If there’s one thing this journey has shown me, it’s how many people are quietly left behind.


The nurses — exhausted, overworked, often doing two people’s jobs while trying to hold it all together with a smile.

The elderly — shuffled between hospital wards, aged care homes, or left isolated in their own houses, without proper support.

And then everyone in between — the families, the carers, the admin staff, the ones trying to raise concerns but getting nowhere.



When care is missing, it’s the quiet ones who are forgotten.
When care is missing, it’s the quiet ones who are forgotten.


These aren’t just gaps in the system. They’re gaping holes.

We talk about health care as though it’s about buildings, equipment, protocols. But real care is human. It’s relational. And when that gets lost in budget meetings or buried under risk assessments, the most vulnerable people fall through the cracks.


No one is really designing systems for them — not with heart, not with intention.

And that’s why I’ve stopped trying to “fix” what’s already failing.


Instead, I’ve started asking different questions:

  • What if we created spaces where nurses were supported, not stretched thin?

  • What if elders felt seen, valued, and part of something — not sidelined or hidden?

  • What if families had access to proactive, preventative care that respected their time and their stories?

  • What if our whole model was built on dignity… not just data?


I know I’m not the only one thinking like this.


Over time, I’ve found a small group of people — change-makers, tech builders, health workers, thinkers — who are quietly working on the same vision. Like the universe just started weaving us together.


We’re not waiting for government permission.

We’re not trying to fix a broken machine.
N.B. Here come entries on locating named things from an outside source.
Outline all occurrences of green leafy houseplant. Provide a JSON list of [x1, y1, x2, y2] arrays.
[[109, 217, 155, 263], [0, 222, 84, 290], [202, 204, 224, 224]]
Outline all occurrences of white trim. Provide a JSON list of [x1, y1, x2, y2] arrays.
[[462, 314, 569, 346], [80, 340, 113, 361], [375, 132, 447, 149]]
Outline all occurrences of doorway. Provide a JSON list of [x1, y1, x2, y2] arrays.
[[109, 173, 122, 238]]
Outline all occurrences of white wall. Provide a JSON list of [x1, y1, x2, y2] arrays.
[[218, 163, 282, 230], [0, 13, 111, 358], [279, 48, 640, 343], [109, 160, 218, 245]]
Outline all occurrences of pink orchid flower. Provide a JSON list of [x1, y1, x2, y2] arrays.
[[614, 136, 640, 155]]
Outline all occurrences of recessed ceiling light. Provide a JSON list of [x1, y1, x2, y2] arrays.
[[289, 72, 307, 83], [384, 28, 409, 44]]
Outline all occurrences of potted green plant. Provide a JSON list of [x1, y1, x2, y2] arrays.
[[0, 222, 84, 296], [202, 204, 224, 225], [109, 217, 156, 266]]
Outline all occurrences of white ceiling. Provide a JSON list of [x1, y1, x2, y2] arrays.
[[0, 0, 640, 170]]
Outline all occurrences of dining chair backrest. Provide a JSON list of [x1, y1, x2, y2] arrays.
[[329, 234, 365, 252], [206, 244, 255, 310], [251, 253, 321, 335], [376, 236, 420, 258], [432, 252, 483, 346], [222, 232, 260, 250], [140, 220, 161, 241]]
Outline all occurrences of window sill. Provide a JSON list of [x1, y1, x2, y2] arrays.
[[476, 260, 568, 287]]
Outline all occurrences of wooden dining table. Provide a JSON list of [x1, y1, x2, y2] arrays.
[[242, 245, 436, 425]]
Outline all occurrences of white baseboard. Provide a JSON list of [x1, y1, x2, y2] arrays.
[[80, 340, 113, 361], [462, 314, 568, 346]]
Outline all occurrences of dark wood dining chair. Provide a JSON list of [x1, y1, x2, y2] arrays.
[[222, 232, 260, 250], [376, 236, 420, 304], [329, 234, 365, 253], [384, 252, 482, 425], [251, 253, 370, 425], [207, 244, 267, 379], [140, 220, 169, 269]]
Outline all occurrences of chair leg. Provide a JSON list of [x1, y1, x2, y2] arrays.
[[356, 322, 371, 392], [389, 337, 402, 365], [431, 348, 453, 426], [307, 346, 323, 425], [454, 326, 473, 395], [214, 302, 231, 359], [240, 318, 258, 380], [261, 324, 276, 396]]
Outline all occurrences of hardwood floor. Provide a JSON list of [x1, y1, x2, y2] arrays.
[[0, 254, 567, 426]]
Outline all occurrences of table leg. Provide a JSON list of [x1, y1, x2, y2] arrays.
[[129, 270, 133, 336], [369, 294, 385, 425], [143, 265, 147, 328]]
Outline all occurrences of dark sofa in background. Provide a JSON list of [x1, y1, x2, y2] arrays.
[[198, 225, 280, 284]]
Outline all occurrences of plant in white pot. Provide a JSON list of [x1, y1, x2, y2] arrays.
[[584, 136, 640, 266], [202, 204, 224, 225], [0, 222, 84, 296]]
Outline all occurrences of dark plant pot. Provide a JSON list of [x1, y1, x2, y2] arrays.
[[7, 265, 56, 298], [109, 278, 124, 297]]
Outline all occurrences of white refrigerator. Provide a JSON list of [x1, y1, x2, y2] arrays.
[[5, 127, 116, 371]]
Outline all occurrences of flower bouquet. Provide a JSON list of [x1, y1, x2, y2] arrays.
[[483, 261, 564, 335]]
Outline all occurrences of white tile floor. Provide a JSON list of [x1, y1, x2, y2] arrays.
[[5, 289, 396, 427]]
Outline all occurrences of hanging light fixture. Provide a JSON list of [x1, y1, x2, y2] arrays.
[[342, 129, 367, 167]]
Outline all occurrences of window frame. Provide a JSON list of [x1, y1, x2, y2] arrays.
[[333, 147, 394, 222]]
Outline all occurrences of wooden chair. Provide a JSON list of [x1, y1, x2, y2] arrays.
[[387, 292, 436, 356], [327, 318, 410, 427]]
We’re building an alternative — one based on care, connection, and community.


For the nurses.

For the elders.

For everyone in between.


B x


Just a note: Everything I’ve shared here is based on my personal experience and views. I’m not naming names or pointing fingers — just being honest about what I saw and felt. It’s not about blame. It’s about trying to do better. This is shared in the hope of encouraging conversation, not conflict.